Sin embargo, hago de él aquí una apostilla: el heterónimo que hizo los
poemas más depresivos es también el futurista torrencial y
furibundamente optimista de “Saludo a Walt Whitman” y “Oda triunfal”,
poemas que se leen en un arrebato, o como decía Nietzsche, se leen
–deben leerse– de pie.
–¿Hubo uno de los heterónimos que fue y sigue siendo su favorito, o hay cambios?
–Sigo pensando que el mejor, como lo creyó también
Paz, es Álvaro de Campos, y sigo pensando que sus vastos y breves poemas
que me marcaron en la juventud son los que releo con verdadero
placer: “Lisbon Revisited”, donde manda al diablo todo y a todos;
“Escrito en un libro abandonado en viaje”, una suerte de punzante
epitafio; el epigrama “The Times”; “Gacetilla”, donde es consciente de
que los poetas verdaderos vivirán más en el tiempo que los millonarios
de todas las épocas; “Aniversario”, en que se le caen a la vez los años
y los fracasos; la invectiva satírica “Marinetti, académico”, y desde
luego los poemas de gran aliento como “Oda marcial”, “Saludo a Walt
Whitman”, “Oda marítima”, y aparte, en el lugar lujoso de la vitrina,
“Tabaquería”. Pero debo decirle que son pocos los poemas de Álvaro de
Campos que no me gustan. Como Kavafis, Kafka y Borges, en Pessoa la
persona se confunde con el personaje, y quien mejor lo ha inventado en
sus espléndidas ficciones, quien lo ha hecho vivir de nuevo al
figurarlo en varios de sus libros, es Antonio Tabucchi, haciéndolo,
por ejemplo, entrevistarse en Lisboa con otro extraño en la Tierra,
Luigi Pirandello, o con quien luego de una agotadora jornada se va
Tabucchi con él a cenar, o consigue imaginativamente que sea visitado
por sus heterónimos en los tres últimos días de su vida. “Me ha gustado
invitarlo a que habite en mis páginas”, me contestó Tabucchi en una
entrevista. Me da por creer que es dable imaginar a Tabucchi como el
último de los heterónimos de Pessoa.
–¿Piensa usted que la obra de Pessoa tiene una presencia o afinidad con su poesía y en qué?

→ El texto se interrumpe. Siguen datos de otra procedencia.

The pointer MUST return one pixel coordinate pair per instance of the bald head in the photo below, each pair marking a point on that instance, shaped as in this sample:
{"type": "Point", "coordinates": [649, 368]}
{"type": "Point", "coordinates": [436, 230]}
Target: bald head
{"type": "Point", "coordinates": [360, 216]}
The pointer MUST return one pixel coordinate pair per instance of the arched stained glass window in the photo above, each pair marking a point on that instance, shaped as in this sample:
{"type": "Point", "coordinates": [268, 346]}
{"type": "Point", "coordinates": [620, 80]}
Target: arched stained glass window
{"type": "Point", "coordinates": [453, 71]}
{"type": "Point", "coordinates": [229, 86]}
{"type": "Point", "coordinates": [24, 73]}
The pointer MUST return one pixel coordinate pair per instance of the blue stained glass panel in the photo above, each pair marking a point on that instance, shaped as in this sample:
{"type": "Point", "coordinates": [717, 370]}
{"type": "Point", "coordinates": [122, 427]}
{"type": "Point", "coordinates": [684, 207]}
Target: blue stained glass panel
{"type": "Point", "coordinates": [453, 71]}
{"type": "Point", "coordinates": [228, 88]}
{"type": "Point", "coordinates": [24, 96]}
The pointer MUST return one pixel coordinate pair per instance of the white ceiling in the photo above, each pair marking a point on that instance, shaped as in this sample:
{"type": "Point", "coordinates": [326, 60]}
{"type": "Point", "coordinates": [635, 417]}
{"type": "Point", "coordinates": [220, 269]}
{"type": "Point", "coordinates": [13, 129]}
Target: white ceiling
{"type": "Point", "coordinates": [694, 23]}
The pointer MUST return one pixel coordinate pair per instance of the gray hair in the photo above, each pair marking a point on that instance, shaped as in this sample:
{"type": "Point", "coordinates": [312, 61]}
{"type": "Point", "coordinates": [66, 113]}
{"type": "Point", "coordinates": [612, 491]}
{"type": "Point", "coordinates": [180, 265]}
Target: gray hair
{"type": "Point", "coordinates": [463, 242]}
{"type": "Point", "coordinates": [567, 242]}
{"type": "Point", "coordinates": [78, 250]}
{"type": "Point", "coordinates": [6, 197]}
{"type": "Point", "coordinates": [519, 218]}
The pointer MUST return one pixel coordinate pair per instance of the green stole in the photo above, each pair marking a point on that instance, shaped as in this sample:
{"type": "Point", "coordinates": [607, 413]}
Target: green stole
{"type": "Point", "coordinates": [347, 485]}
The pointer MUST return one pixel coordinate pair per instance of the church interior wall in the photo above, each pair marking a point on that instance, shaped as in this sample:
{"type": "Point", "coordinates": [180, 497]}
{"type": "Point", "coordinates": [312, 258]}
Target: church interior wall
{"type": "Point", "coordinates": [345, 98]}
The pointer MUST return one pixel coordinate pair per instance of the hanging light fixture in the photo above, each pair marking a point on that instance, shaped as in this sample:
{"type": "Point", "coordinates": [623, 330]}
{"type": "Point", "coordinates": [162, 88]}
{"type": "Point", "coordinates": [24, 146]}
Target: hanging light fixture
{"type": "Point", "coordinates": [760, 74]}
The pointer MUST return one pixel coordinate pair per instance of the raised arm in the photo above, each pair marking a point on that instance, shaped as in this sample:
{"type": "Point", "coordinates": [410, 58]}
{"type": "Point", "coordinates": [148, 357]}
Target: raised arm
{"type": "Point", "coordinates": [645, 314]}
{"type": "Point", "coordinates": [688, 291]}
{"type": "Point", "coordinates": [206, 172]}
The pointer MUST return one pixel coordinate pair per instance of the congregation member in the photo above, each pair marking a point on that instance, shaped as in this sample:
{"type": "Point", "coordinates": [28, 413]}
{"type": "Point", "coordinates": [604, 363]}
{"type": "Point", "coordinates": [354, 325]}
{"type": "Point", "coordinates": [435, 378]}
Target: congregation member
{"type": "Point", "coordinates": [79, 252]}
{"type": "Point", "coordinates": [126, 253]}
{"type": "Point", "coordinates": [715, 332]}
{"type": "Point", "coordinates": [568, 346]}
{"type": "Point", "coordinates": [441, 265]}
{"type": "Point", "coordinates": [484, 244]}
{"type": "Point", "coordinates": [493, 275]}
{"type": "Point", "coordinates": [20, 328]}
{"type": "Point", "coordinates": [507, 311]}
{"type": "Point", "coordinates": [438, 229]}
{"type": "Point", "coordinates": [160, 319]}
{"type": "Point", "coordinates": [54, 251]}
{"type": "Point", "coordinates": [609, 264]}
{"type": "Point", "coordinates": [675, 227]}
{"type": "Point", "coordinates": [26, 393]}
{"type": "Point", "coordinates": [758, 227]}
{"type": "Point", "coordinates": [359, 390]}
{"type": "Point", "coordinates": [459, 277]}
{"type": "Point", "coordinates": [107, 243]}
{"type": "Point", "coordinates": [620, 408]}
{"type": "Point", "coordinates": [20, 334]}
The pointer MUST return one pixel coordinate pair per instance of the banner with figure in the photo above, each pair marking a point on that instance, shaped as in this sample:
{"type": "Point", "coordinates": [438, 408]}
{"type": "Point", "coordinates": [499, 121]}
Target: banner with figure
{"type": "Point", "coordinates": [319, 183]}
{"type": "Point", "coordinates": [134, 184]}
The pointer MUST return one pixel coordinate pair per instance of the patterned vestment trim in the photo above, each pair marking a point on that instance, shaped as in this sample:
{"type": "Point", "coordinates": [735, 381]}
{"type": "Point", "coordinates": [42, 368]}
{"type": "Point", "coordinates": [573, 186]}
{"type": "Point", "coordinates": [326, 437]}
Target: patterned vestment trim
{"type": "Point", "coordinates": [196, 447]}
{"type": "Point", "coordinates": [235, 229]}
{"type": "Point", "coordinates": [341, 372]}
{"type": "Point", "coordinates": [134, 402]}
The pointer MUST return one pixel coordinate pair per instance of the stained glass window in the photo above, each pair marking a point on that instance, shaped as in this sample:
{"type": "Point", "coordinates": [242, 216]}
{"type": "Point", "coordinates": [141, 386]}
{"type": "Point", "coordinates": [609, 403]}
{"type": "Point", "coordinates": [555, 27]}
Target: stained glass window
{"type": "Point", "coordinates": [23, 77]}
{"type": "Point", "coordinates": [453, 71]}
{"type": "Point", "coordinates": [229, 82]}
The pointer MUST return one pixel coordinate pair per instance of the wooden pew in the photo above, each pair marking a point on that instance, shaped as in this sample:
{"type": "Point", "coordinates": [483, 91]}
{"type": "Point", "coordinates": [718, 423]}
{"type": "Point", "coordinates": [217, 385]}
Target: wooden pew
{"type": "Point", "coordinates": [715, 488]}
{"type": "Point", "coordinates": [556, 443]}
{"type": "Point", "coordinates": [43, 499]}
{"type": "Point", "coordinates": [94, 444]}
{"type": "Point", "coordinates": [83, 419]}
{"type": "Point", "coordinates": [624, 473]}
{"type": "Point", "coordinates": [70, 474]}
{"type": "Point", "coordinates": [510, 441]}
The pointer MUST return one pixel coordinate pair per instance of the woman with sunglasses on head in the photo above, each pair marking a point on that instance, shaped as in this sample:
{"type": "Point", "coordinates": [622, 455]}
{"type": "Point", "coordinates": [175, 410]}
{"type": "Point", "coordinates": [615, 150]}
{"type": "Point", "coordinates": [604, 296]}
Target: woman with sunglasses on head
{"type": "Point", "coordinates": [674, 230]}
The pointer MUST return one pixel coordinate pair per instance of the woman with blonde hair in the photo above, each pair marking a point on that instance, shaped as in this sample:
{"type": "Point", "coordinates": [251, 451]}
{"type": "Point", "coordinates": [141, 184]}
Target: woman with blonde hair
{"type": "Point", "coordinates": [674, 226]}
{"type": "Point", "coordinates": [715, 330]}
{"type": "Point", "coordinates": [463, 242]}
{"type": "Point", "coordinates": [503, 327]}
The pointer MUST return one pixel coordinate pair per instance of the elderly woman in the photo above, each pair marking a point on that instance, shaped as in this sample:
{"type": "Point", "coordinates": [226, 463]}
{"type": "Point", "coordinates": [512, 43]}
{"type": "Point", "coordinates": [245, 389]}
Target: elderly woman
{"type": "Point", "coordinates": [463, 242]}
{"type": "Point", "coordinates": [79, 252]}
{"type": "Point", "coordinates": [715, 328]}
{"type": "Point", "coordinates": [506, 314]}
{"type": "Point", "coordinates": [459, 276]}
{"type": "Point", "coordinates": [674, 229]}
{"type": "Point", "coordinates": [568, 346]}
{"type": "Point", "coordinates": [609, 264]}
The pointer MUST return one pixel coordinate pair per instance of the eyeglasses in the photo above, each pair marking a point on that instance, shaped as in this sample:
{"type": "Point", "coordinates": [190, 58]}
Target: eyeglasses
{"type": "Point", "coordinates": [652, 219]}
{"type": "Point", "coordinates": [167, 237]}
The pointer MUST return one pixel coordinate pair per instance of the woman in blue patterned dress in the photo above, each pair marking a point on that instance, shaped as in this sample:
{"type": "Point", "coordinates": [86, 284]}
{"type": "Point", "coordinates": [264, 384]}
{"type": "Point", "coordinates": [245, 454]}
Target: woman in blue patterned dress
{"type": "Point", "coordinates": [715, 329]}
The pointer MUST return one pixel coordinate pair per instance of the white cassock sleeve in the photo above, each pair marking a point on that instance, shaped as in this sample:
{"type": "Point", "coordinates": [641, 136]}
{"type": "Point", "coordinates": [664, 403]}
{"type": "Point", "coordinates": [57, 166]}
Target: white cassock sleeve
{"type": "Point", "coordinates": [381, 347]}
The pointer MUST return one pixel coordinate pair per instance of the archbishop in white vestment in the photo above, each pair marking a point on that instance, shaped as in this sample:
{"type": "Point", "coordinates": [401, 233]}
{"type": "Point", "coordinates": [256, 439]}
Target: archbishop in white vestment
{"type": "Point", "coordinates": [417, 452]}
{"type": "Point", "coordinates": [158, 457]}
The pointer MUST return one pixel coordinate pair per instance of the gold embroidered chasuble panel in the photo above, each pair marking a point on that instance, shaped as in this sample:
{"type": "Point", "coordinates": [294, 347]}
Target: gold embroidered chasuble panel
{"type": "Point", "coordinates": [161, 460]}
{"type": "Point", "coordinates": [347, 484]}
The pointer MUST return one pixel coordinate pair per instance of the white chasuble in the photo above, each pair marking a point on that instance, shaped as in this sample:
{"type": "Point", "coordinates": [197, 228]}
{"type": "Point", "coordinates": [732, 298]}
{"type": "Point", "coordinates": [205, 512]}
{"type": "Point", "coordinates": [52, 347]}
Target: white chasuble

–Nadie que lo haya leído a fondo escapa a su
influencia. Si la hay en mí es en la parte oscura y pesimista, pero no
sabría en verdad, le reitero, explicarle cómo. Por lo demás, el único
heterónimo que he utilizado como escritor suele llamarse Marco Antonio
Campos. Pero uno se reconoce a menudo más en los versos ajenos que en
los propios. Tal vez como Pessoa, tal vez más que Pessoa, me reconozco
en estas líneas de “Tabaquería”: “Hice de mí lo que no supe,/ y lo que
podía haber hecho de mí no lo hice./ El disfraz que vestí era
equivocado./ Me tomaron luego por quien no era, y no desmentí, y me
perdí./ Cuando quise quitarme la máscara,/ estaba pegada a la cara./
Cuando la tiré y me vi en el espejo,/ ya había envejecido.”